Over the New Year the Defence Secretary, Philip Hammond, visited Washington DC for talks with his American counterpart Leon Panetta. High on the agenda: Britain’s future aircraft carriers which, thanks to government changes to the programme, will carry no aircraft for several years after they’ve been constructed.
The government has changed the design of one of the carriers to launch aircraft using catapults & traps (cats & traps) at an extra cost of over £1bn with full estimates likely to be made public at the end of 2012.
Having sold the Harrier fleet to the US , the Government have opted to buy the F35c. This will require UK service personnel to learn how to use an entirely new system – and the two defence secretaries agreed that this training will take place on US vessels. Will there be a new cost implication for this, or will the MoD get this training for free as a result of the Harrier sale?

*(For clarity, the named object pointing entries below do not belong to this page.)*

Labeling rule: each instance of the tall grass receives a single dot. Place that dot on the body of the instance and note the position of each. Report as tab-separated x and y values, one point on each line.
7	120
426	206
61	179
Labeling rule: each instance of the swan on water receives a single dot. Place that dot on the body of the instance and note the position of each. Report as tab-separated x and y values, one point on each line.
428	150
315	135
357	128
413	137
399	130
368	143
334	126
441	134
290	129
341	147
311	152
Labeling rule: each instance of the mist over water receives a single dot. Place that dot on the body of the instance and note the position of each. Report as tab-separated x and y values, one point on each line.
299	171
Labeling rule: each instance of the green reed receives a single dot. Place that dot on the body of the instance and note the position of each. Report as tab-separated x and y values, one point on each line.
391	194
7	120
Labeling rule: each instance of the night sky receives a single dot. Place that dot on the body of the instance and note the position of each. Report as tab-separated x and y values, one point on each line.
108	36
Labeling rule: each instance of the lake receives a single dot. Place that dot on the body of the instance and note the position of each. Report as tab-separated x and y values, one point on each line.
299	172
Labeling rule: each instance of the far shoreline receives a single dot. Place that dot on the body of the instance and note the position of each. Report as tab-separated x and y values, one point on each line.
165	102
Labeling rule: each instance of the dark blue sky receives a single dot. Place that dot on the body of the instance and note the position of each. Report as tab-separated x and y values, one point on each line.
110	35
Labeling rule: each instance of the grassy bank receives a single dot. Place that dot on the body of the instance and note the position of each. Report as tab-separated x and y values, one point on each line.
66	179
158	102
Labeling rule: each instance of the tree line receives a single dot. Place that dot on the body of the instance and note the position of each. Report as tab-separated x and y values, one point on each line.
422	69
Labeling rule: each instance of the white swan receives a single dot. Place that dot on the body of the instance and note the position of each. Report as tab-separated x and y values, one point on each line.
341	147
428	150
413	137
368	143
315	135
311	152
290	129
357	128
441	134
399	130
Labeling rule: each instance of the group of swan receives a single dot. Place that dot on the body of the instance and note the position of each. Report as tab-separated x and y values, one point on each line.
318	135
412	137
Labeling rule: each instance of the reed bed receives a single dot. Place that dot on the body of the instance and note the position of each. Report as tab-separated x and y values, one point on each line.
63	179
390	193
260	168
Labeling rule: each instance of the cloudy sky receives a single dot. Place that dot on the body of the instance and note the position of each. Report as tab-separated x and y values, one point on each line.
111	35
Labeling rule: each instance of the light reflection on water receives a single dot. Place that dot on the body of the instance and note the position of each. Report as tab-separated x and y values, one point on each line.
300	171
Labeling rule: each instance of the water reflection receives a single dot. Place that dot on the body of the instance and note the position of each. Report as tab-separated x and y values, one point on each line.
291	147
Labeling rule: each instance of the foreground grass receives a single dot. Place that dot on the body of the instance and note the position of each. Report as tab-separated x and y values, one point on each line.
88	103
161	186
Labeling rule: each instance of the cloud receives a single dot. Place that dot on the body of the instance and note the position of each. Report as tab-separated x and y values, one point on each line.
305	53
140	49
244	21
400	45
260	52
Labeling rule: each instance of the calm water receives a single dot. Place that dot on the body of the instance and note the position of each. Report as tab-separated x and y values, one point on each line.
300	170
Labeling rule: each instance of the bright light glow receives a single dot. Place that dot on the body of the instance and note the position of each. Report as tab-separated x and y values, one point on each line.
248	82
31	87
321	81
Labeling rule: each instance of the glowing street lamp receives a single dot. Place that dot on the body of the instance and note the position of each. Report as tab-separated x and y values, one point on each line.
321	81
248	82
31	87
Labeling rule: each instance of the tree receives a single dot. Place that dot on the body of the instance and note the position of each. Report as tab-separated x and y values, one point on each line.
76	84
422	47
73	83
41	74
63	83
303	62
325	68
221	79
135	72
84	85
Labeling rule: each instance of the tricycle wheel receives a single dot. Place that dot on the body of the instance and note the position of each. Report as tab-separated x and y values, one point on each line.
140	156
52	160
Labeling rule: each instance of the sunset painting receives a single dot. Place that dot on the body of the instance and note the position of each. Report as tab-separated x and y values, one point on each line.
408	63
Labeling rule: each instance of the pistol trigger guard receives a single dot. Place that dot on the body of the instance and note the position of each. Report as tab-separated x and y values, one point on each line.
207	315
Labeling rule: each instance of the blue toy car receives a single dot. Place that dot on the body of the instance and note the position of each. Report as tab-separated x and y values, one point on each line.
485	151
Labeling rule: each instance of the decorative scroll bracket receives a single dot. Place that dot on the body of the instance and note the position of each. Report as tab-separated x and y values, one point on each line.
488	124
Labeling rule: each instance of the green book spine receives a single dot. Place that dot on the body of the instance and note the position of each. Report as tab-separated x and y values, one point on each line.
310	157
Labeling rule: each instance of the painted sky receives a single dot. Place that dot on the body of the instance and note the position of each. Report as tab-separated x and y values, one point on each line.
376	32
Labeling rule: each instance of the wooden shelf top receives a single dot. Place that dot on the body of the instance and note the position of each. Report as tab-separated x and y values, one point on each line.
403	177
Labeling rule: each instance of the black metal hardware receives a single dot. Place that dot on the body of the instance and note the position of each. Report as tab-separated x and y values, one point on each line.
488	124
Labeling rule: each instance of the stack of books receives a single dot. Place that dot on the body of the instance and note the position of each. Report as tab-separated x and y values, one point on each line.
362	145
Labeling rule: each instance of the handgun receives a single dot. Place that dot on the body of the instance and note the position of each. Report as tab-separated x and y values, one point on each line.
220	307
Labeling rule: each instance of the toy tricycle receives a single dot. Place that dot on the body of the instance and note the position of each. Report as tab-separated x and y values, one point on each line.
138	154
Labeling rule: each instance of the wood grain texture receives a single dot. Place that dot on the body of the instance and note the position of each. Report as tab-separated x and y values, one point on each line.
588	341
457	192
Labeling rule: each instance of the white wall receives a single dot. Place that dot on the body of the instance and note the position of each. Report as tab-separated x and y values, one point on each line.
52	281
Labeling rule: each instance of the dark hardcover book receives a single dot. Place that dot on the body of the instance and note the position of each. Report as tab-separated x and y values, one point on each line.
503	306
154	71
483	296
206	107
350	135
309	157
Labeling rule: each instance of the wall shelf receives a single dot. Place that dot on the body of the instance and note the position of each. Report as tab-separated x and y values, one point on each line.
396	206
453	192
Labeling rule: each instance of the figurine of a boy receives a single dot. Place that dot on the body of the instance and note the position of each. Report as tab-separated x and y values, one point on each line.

The F35 has a series of question marks hanging over it as a result of problems thrown up during trials and as a result there are questions as to whether or not the US Department of Defence will remain committed to the programme. As Philip Hammond said: “if there is any slippage in the programme, any reduction in the US numbers required, could have impacts on availability and on unit costs”.
We already know that the F35c, designed for Cats & Traps will need modification to fit the specifications on the new carriers, this too ramps the cost further.
There is a real risk that the Tory-led government’s decision to spend an extra £1bn by changing the design of one of the carriers, to strike a deal with the US over training, could have further cost implications to British taxpayers if the cost of new aircraft goes beyond budget. All these uncertainties and budgetary risks come at a time when the MoD is cutting programmes and service personnel are being made redundant.